Podríamos incluir Masteà de Andy Guérif en la misma línea de Meurtrière, porque ambas aunque muy diferentes comparten la búsqueda de otros dispositivos estéticos en la narración cinematográfica. La película de Guérif –que ya en 2004 había presentado aquí un trabajo similar, Cène– traslada a imagen en movimiento el retablo pintado por Duccio en el siglo XIV. El film arranca posado sobre el tríptico central para poco después, mediante un zoom de alejamiento, descubrirnos el resto de los tableaux vivants, escenarios de cartón piedra que siempre veremos en plano general.

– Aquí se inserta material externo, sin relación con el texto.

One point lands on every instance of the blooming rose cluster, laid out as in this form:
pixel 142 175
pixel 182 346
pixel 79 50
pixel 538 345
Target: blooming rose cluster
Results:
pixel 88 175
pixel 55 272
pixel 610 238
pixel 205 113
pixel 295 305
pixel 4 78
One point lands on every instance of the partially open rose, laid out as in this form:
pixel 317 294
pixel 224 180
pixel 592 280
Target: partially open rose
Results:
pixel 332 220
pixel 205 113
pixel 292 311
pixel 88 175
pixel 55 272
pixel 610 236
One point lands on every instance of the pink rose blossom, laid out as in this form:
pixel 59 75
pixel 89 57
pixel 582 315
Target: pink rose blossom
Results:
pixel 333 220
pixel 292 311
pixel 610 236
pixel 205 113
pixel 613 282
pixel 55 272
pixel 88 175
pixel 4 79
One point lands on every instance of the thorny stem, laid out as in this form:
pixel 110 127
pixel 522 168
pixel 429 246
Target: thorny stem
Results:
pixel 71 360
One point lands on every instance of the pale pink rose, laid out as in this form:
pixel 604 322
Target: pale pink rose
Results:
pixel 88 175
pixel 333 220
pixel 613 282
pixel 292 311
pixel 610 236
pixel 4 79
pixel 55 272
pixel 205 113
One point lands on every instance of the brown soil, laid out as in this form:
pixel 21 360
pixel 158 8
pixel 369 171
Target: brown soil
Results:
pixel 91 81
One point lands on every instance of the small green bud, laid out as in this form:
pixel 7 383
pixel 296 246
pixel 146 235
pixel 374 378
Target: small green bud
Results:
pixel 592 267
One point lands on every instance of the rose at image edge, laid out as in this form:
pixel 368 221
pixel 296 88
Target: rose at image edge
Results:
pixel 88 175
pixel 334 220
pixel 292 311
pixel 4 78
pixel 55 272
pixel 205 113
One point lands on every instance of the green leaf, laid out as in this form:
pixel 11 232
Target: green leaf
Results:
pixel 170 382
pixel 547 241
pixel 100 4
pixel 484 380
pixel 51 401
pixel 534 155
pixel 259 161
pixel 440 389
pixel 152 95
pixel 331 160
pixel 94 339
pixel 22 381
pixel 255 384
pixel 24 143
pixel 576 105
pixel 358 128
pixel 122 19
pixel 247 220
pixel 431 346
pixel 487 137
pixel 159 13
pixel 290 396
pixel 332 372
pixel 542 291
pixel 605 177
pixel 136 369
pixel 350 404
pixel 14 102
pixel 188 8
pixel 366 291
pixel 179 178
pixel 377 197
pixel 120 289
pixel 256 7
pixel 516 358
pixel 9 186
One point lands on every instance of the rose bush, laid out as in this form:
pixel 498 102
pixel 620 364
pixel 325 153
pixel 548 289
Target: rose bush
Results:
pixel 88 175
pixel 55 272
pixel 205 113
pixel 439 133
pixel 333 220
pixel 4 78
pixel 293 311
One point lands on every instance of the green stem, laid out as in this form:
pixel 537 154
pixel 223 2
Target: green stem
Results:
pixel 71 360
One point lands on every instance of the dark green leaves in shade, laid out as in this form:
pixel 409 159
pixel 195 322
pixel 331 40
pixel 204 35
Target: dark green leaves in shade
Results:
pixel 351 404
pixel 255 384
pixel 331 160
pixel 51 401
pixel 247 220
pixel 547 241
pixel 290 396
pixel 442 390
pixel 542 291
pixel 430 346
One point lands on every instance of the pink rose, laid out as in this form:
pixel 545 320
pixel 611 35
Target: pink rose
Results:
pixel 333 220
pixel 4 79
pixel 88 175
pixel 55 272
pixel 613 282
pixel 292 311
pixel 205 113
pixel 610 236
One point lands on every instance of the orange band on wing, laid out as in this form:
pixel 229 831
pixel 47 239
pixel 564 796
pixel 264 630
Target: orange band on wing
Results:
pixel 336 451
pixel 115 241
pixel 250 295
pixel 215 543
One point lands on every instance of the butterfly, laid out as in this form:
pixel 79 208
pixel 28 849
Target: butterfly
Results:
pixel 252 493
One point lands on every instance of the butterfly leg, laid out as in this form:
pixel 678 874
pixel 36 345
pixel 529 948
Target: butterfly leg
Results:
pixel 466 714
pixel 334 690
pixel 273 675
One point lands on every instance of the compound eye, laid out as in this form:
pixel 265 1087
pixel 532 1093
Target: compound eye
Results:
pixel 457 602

Por sus intenciones de animar un cuadro, el planteamiento rápidamente recuerda a películas como El molino y la cruz (Lech Majewski, 2011) o Shirley (Gustav Deutsch, 2014, de la que hablamos aquí), pero mientras en aquellas esa recreación desembocaba en algo más aquí los hallazgos son más limitados. Por un lado, Guérif intenta introducir un montaje interno haciendo que se desarrollen acciones simultáneas en varias de las escenas pero no supera un primer nivel de interacción. Los actores pausan su actividad de manera repentina y así los ojos de los espectadores acuden a la otra pintura en movimiento. Por otro lado, el sonido también se acopla a este dinamismo entre tableaux y los canales estéreo emiten las conversaciones en función de la localización de la escena. Quizá lo que más sorprenda sea el tratamiento coloquial del texto, al encontrarnos a Jesús, Judas y el resto de los apóstoles charlando como si pertenecieran al presente y se encontraran en el bar de la esquina. No es una película revolucionaria que aporte grandes novedades al cine sobre arte, pero un festival como FID Marseille sí nos parece el lugar / laboratorio donde tienen cabida propuestas como Masteà. Eso sí, la aparición de esta película ya amplía inexorablemente la línea de programación y la sección oficial empieza a distinguirse por su heterogeneidad más que por sus puntos en común. Las tres películas, y los tres nombres propios, que recoge esta crónica son justamente un reflejo de esa diversidad. Falta saber si los filmes que están por llegar inclinarán la balanza hacia la narración o hacia la estética.